Kevin Can F**k Himself
Worcester Massachusetts is not a great town – at least that’s what Kevin Can F*** Himself would have viewers believe. It’s grey, lifeless, and the people who live there exist in repetitive, boring circles. This is the world that Allison McRoberts (Annie Murphy) inhabits. What’s more, it seems her husband Kevin (Eric Petersen) inhabits an entirely different one. Whilst Allison’s life is a single-camera, darkly comic existence, Kevin’s world is more akin to the multi-camera sitcoms of old. He moves from shenanigan to shenanigan in bright, contrasting colours, never noticing the extent of his wife’s misery.
This is how Kevin Can F*** Himself, the new show from AMC, is presented: switching between multi-camera, oversaturated sitcom and dark, single-camera drama. It’s a fun way to structure a show, and really allows for an exploration of themes, particularly that of the representation of women. It also paves the way for some great moments of contrast, as Allison’s fraught existence clashes constantly with the happy-go-lucky life of her husband. It’s a high-concept premise and, whilst it does feel a little drawn-out at times, the instances when the two realities meet are wonderful.
The show’s strongest feature is Annie Murphy as Allison. She is consistently captivating and endearing, creating a wonderfully multifaceted character that is impossible not to invest in. Coming hot off the back of an Emmy win for her performance in Schitt’s Creek, Murphy has taken on the dramatic demands of Allison with aplomb. So good is her performance in fact, that any scene without her feels a little drained of intensity.
At the heart of the show is a commentary on gender roles in sitcoms which, at its best, juxtaposes supposedly innocent moments that audiences all take for granted with the horrific reality that Allison faces.

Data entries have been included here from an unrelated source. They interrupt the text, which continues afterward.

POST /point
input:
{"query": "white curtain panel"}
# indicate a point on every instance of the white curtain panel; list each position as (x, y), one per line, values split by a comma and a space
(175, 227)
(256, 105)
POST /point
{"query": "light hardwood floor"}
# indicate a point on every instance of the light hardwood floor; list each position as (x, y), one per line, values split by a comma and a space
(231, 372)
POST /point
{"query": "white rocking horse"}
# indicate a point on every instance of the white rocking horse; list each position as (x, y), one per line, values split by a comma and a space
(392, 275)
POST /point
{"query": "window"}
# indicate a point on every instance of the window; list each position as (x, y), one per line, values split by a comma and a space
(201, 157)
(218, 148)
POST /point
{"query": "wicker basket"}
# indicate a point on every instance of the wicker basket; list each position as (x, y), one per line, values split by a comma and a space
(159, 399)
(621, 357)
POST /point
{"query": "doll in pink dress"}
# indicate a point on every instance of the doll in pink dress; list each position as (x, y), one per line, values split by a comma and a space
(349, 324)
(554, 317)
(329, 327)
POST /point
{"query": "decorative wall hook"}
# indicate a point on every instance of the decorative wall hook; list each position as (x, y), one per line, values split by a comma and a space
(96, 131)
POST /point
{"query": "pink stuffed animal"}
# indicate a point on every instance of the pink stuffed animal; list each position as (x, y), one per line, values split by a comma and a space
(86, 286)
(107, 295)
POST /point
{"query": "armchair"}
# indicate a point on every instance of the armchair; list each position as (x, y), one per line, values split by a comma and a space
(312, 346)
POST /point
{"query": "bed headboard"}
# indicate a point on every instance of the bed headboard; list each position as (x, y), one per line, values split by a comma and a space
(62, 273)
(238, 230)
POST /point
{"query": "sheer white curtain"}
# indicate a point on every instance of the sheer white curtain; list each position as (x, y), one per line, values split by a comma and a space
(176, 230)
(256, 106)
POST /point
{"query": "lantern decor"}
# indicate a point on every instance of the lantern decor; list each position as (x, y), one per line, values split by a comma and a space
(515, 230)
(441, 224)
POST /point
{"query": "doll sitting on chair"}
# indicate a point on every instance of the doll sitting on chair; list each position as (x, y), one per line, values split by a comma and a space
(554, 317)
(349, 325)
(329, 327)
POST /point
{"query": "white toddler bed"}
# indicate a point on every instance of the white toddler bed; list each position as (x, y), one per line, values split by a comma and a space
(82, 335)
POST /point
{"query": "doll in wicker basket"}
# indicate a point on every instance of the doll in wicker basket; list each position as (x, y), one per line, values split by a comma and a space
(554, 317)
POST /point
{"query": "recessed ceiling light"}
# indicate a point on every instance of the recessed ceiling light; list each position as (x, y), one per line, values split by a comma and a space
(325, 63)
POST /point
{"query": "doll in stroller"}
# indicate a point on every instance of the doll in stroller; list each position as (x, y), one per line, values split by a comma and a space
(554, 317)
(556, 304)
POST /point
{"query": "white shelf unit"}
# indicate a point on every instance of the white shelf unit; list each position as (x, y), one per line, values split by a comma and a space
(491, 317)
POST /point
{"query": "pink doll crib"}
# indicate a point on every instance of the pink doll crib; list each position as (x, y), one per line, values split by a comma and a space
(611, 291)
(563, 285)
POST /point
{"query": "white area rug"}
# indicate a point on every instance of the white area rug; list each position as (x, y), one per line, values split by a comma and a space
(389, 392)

These scenes are wonderfully self-reflexive and biting. At other times however it can feel a little unfocused and meandering, still looking to find its feet. Hopefully, in future seasons, it will be able to strike a better balance and refine its focus.
Overall, Kevin Can F*** Himself is a show that rests on the laurels of an interesting concept and an excellent leading performance. This results in elements of brilliance and times where it can begin to drag. It is to be hoped that it will get picked up for at least a second season and can then build on a promising start.
Kevin Can F**k Himself is released on Amazon Prime Video on 27th August 2021.